The lithium battery often mentioned in the 3C industry is actually a lithium-cobalt battery. The generalized charge and discharge lithium battery refers to a graphite anode, a cathode using cobalt, manganese or iron phosphate, and an electrolyte for transporting lithium ions. Composition. A lithium-ion battery can be used as a negative electrode in lithium metal or lithium intercalation. The development of the lithium battery industry has been concentrated in the 3C industry for more than 20 years, and it is rarely used in the market for larger energy storage and power batteries (in the case of large currents). This market covers pure electric vehicles and hybrid vehicles. , medium and large UPS, solar energy, large energy storage batteries, electric hand tools, electric motorcycles, electric bicycles, aerospace equipment and aircraft batteries. The main reason is that the lithium-cobalt cathode material (LiCoO ₂ , which is the most common lithium battery) used in lithium batteries in the past cannot be used in applications requiring high current, high voltage, high torque, and withstand puncture, collision, high temperature, low temperature, etc. Special circumstances such as conditions, and more importantly, have been criticized for failing to meet people's absolute requirements for safety.

At the same time, lithium-cobalt batteries can not achieve the purpose of fast charging and completely avoid secondary pollution. Moreover, it is necessary to design a protection circuit to prevent overcharging or over-discharging, otherwise it will cause an explosion and other dangers, and even if the explosion of the Sony battery causes the global brand NB industry to invest huge amounts of money.

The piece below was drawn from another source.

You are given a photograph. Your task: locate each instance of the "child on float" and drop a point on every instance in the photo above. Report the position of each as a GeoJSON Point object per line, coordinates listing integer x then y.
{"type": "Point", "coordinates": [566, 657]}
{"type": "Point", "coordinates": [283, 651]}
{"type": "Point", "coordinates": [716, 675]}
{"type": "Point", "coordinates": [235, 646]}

In addition, the price of cobalt is getting higher and higher, and the Congo, the world's largest producer of cobalt, is in trouble. The price of cobalt is rising. The powder of lithium-cobalt batteries has risen from the original price of 40 US dollars to 60-70 US dollars due to the rising price of cobalt. Lithium iron phosphate powder is priced at 30 to 60 US dollars per kilogram depending on the quality.

NiMH batteries are designed from nickel-cadmium batteries. In 1982, OVONIC Corporation of the United States requested the patent of hydrogen storage alloy for electrode manufacturing, which made this material pay attention to. In 1985, Philips of the Netherlands broke through the problem of capacity decay of hydrogen storage alloy during charge and discharge, and finally made nickel-hydrogen battery. stand out. At present, there are more than 8 nickel-hydrogen battery manufacturers in Japan, and nickel-hydrogen batteries are also produced in Germany, the United States, Hong Kong and Taiwan. The market has responded well. Moreover, the pollution caused by nickel-hydrogen batteries is much smaller than that of nickel-cadmium batteries containing cadmium. Therefore, nickel-cadmium batteries have been gradually replaced by nickel-hydrogen batteries.

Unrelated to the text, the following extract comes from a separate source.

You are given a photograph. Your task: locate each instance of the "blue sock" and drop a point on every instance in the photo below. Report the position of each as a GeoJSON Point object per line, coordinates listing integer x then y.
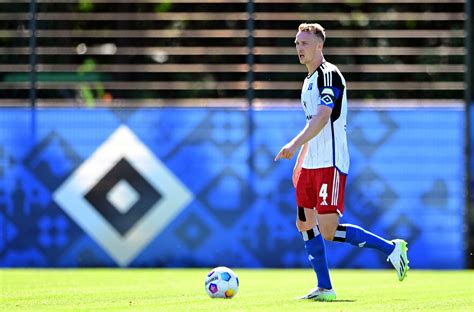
{"type": "Point", "coordinates": [314, 245]}
{"type": "Point", "coordinates": [357, 236]}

A fuel cell is a device that uses a fuel to chemically generate electricity. It was first invented in 1839 by Grove, England. The most common proton exchange membrane fuel cell fueled by hydrogen and oxygen is purely fuel-free and environmentally friendly, and produces pure water and heat after power generation. It was applied to the US military in the 1960s. In 1965, it was applied to the Gemini 5 spacecraft of the American Gemini Project. There are also some notebook computers that are starting to study the use of fuel cells. But because the generated electricity is too small, and can not be instantaneous A large amount of electrical energy is provided between them and can only be used for smooth power supply. A fuel cell is a dynamic mechanism in which a battery body and a fuel tank are combined. Fuel selectivity is very high, including pure hydrogen, methanol, ethanol, natural gas, and even the most widely used gasoline, can be used as fuel for fuel cells.

Regardless of the new environmentally-friendly carbon-zinc battery, alkaline battery and secondary battery, a small amount of mercury or other heavy metals such as cobalt will be used in the process, and the use of polluting substances in raw materials and processes will be environmentally friendly. The human body has a greater hazard.

Currently widely used lithium batteries are unstable electrochemical devices, which may cause an explosion if the manufacturing process, improper packaging, and operation at low loads. Therefore, multiple complicated protection mechanisms are needed, such as protection circuits, vent holes, isolation films, etc., wherein the protection circuit is used to prevent overcharging, overdischarging, overloading, and overheating; the venting holes are used to prevent excessive internal pressure of the battery; It has high puncture resistance to prevent internal short circuit and can melt when the internal temperature of the battery is too high, preventing lithium ions from passing through, blocking the battery reaction, and raising the internal resistance (to 2kΩ).

The positive electrode of lithium battery (such as Li _1-x CoO ₂ ) and the negative electrode (Li _x C) have less and less lithium ore, which makes the price rise rapidly.

Lithium batteries begin to rapidly decrease in performance and life in outdoor environments or environments with slightly higher temperatures.

Nickel-cadmium batteries or nickel-hydrogen batteries have a memory effect and are easily degraded due to poor charge and discharge.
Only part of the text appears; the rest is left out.